|Role||Community Health Worker|
Standing next to the primary health unit in Hayeti village, the vast barren desert sprawled out behind her, Koos describes the time the village was struck down with cholera, ‘there were no supplies, and vaccination services were not reaching the village. Seeing this difficult situation and the people suffering, I wanted to help.’
Somaliland has one of the worst maternal and child mortality rates in the world. With the majority of the population living in isolated, rural areas of the country, many people are unable to access healthcare.
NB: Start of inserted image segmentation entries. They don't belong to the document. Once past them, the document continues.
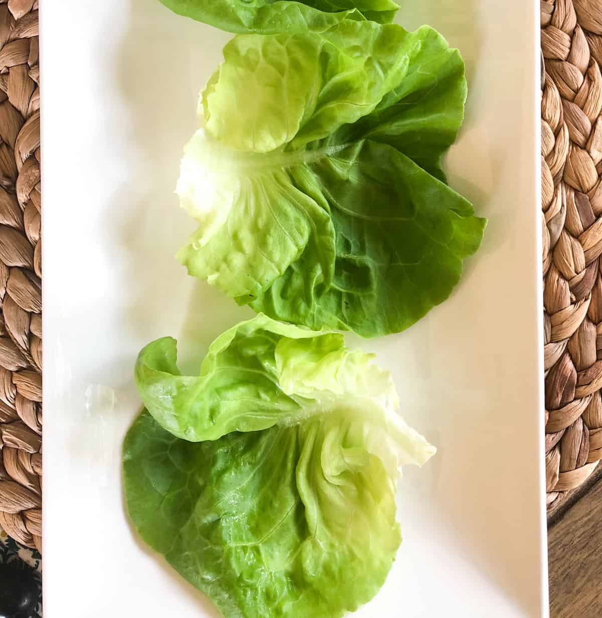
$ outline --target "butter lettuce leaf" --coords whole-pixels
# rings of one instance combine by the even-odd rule
[[[344,19],[392,21],[393,0],[160,0],[175,13],[228,32],[321,32]],[[363,16],[363,17],[362,17]]]
[[[451,293],[484,219],[446,184],[457,50],[428,27],[345,20],[239,35],[199,105],[177,192],[189,273],[278,320],[403,330]],[[244,101],[244,104],[241,104]]]
[[[198,376],[176,353],[159,339],[136,366],[149,410],[123,466],[142,539],[226,618],[339,618],[370,600],[401,542],[400,467],[435,452],[389,373],[340,333],[261,315],[218,337]]]

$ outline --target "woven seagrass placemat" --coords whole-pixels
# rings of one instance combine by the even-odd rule
[[[38,0],[0,0],[0,527],[41,549]],[[558,513],[602,458],[602,0],[542,0],[546,472]]]
[[[550,513],[602,458],[602,0],[541,2]]]
[[[0,527],[41,549],[38,1],[0,0]]]

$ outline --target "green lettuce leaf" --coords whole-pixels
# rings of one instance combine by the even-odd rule
[[[215,339],[198,376],[181,375],[176,340],[164,337],[141,351],[134,377],[155,420],[173,435],[199,442],[294,421],[350,394],[394,410],[398,401],[390,375],[374,360],[346,347],[341,333],[260,315]],[[390,417],[392,427],[398,426],[397,415]]]
[[[393,0],[160,0],[175,13],[228,32],[272,34],[320,32],[344,19],[388,23],[398,6]]]
[[[123,478],[144,540],[226,618],[339,618],[371,599],[401,541],[399,467],[435,452],[388,372],[340,333],[261,315],[218,337],[199,376],[176,353],[159,339],[136,365],[151,413]]]
[[[177,187],[200,224],[178,255],[189,273],[275,319],[365,337],[445,300],[485,223],[441,168],[464,113],[458,51],[427,27],[345,20],[239,35],[224,58]]]

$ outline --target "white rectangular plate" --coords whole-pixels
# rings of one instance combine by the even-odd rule
[[[447,169],[489,225],[448,301],[360,342],[439,450],[402,481],[404,542],[357,616],[542,618],[538,3],[402,4],[400,23],[430,23],[466,59]],[[130,529],[120,452],[142,346],[173,334],[204,352],[251,315],[173,258],[194,227],[173,195],[180,153],[230,35],[156,0],[42,10],[44,618],[215,616]]]

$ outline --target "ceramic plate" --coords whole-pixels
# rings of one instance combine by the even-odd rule
[[[403,4],[400,23],[431,24],[466,59],[446,167],[489,225],[449,300],[359,342],[439,454],[403,479],[404,541],[357,615],[542,618],[538,3]],[[44,618],[216,616],[131,529],[120,452],[142,346],[170,334],[204,350],[252,315],[173,258],[194,227],[173,194],[180,154],[231,35],[156,0],[41,5]]]

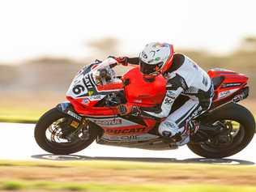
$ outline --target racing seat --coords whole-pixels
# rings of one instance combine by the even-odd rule
[[[224,76],[217,76],[214,77],[211,79],[213,85],[214,85],[214,89],[216,89],[224,80],[225,77]]]

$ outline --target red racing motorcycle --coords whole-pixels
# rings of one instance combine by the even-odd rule
[[[162,75],[146,80],[135,66],[117,76],[117,61],[108,58],[83,67],[66,92],[67,102],[46,112],[35,128],[38,145],[48,152],[67,155],[79,151],[96,141],[99,144],[147,150],[177,149],[163,139],[158,126],[164,119],[147,115],[157,109],[165,95]],[[188,147],[207,158],[230,156],[245,148],[255,132],[254,117],[238,101],[249,94],[248,78],[224,69],[208,71],[215,96],[209,111],[196,118],[199,129],[191,134]],[[180,96],[172,111],[187,97]],[[118,115],[117,106],[126,102],[140,110]]]

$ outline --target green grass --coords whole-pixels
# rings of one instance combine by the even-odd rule
[[[253,165],[0,160],[0,190],[256,191]]]
[[[225,192],[250,192],[256,191],[256,186],[222,186],[214,185],[163,185],[163,184],[106,184],[96,182],[54,182],[54,181],[1,181],[0,189],[6,190],[68,190],[68,191],[87,191],[87,192],[186,192],[186,191],[225,191]]]

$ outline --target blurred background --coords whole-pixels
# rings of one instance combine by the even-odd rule
[[[0,2],[0,119],[35,121],[65,100],[79,68],[109,55],[174,44],[206,70],[250,77],[256,98],[256,2],[23,0]]]

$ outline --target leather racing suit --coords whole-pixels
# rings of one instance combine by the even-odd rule
[[[128,58],[127,62],[139,64],[139,58]],[[206,71],[181,53],[174,54],[172,66],[163,75],[167,80],[167,92],[160,110],[143,112],[156,117],[166,117],[159,126],[159,133],[164,137],[177,134],[181,139],[176,144],[184,145],[190,142],[189,122],[208,110],[211,105],[213,84]],[[188,100],[170,113],[174,100],[180,95]]]

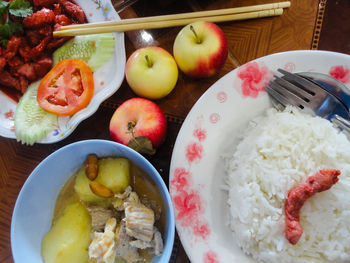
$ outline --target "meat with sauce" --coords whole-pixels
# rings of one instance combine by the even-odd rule
[[[87,22],[83,9],[73,1],[30,2],[34,13],[16,21],[23,25],[23,32],[12,35],[6,48],[0,47],[0,88],[6,93],[10,89],[23,94],[31,82],[51,69],[51,53],[71,38],[53,38],[55,29]]]
[[[285,234],[289,243],[295,245],[303,234],[303,228],[300,224],[300,209],[305,201],[316,193],[330,189],[338,182],[339,175],[339,170],[323,169],[289,191],[284,207]]]

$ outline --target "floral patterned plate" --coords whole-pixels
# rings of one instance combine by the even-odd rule
[[[89,22],[120,20],[110,0],[76,0]],[[40,143],[55,143],[70,135],[78,124],[96,112],[99,105],[115,93],[124,79],[124,34],[114,34],[116,45],[113,57],[94,73],[95,92],[90,104],[71,117],[59,117],[55,129]],[[0,91],[0,136],[16,138],[14,113],[17,103]]]
[[[350,85],[350,56],[292,51],[233,70],[197,101],[178,134],[169,178],[176,228],[194,263],[254,262],[237,246],[227,225],[222,156],[232,153],[248,122],[271,107],[264,86],[277,68],[326,73]]]

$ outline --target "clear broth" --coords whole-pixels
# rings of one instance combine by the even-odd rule
[[[67,180],[60,190],[55,204],[52,225],[54,225],[56,220],[62,215],[68,204],[80,200],[78,194],[74,190],[75,179],[76,173]],[[156,183],[145,171],[131,161],[130,179],[130,185],[133,191],[138,194],[141,202],[155,211],[155,217],[158,219],[155,222],[155,226],[164,238],[166,224],[165,204]],[[140,256],[144,259],[143,262],[145,263],[151,262],[154,257],[149,251],[149,249],[139,250]]]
Community Health Workers (CHW) can provide a life-line to these communities. As such, THET is training members of remote villages to become CHWs and support their communities with healthcare services they would otherwise not receive.
Koos was selected by her village elders to participate in a nine month Community Health Worker training course, which will give her the skills and knowledge needed to provide essential primary healthcare. ‘I was born in Hayeti, I wanted to help my people in the village because I know they have been suffering.’
In communities that have limited or no access to healthcare, CHWs can provide a life-line to the local population. CHWs can provide basic medical assistance, health education and awareness, and act as a link between the community and their nearest health facility, helping to contribute to the significant reduction of maternal and child mortality. As Koos describes:
‘We are learning how to link pregnant mothers to the health posts and how to care for and save mothers. We are taught how to link mothers when she gives birth at home in the rural areas, and also to care for children, both under 5 years old and older ones. We are learning how to manage and raise awareness on outbreaks and other disease related issues.’
Koos is just one of 39 Community Health Workers who completed the course and is now working back in their home community.